Trichura coarctata is a moth in the subfamily Arctiinae. It was described by Dru Drury in 1773. It is found in Brazil (Para, Pernambuco).

==Description==
Upperside: Antennae pectinated, and thickest in the middle. Head black, with a blue spot in front. Neck blue. Thorax black, with an orange spot on each shoulder. Abdomen black; smallest next the thorax, with a row of golden-blue spots on each side, and another at the top; at the extremity is placed a hairy bristle, about a quarter the length of the abdomen. Wings yellowish and transparent. The anterior having a black narrow border running round all their edges, except the anterior ones; and in the middle of each is an oblong black spot, joining to the anterior edge, which reaches almost halfway across the wing. Posterior wings with a black border along the abdominal edges and the upper corners; the anterior and external edges having none. The extremity of the body of the male is furnished with a villose tail, as long as the body.
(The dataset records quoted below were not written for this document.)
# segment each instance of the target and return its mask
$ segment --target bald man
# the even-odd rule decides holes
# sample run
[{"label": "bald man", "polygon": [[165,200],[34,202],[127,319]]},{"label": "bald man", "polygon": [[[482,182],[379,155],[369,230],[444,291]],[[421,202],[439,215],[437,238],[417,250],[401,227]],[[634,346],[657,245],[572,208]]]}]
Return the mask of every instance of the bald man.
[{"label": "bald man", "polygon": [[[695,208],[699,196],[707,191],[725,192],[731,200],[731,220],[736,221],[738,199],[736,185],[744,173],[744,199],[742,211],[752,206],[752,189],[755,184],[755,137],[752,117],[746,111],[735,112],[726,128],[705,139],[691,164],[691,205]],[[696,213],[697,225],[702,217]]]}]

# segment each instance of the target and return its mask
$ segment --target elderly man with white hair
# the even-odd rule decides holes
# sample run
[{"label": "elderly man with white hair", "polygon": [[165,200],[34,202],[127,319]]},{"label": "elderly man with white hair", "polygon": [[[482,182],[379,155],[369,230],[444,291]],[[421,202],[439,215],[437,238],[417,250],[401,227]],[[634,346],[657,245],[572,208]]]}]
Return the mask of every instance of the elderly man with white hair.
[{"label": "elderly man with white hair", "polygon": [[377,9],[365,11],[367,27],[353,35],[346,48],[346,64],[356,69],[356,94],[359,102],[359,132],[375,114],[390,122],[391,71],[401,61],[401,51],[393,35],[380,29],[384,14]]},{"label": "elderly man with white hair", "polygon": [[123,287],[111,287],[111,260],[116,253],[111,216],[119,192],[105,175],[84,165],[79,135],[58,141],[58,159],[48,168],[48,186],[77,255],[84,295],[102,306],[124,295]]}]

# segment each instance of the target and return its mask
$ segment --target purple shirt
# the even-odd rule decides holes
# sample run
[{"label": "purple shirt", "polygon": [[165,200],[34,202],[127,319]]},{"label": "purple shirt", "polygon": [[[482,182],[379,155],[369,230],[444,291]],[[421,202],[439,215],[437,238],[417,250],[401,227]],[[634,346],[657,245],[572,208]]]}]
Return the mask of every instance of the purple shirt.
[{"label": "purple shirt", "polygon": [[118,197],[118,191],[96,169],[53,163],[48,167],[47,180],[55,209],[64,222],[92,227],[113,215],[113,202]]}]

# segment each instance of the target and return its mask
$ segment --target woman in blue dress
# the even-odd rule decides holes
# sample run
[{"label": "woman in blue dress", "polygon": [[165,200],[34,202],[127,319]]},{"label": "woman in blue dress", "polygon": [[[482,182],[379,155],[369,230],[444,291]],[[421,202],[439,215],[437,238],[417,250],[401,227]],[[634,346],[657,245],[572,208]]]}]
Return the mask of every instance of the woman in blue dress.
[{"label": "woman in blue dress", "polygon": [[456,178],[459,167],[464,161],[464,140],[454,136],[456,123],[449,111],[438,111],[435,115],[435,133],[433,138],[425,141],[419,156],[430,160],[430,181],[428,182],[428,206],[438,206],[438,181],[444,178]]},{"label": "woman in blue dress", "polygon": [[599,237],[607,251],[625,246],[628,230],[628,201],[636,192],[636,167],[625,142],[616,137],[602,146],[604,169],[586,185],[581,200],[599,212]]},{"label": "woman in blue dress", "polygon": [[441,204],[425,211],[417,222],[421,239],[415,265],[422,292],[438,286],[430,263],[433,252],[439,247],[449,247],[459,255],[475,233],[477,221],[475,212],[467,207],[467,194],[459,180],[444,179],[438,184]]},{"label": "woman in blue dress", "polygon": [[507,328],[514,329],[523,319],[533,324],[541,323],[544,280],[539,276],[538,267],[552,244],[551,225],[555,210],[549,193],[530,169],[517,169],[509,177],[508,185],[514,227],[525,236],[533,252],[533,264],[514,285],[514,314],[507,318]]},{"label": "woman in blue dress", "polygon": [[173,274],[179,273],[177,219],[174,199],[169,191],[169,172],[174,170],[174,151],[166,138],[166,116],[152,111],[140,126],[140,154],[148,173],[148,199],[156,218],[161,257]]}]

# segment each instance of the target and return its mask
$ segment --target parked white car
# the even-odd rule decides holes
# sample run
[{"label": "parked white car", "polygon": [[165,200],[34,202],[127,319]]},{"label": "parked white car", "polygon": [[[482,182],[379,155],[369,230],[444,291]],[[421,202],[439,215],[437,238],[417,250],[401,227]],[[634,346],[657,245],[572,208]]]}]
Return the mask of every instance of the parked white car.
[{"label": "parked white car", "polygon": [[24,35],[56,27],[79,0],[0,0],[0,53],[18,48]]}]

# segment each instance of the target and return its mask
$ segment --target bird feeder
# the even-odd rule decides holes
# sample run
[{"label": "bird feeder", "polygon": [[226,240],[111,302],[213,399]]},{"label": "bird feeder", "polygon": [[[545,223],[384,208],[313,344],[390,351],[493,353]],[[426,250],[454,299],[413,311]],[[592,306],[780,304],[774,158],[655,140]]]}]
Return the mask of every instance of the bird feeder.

Underside: Palpi externally white but internally black. Tongue curled up. Breast black, the sides being blue. Legs black. Thighs white within, and blue without. Abdomen, next the thorax, white; the remainder being black, with four white spots on each side; that next the anus being the smallest. Wings as on the upperside; except the anterior, which have a yellowish border running along the posterior edges. Wingspan 1 3/4 inches (45 mm).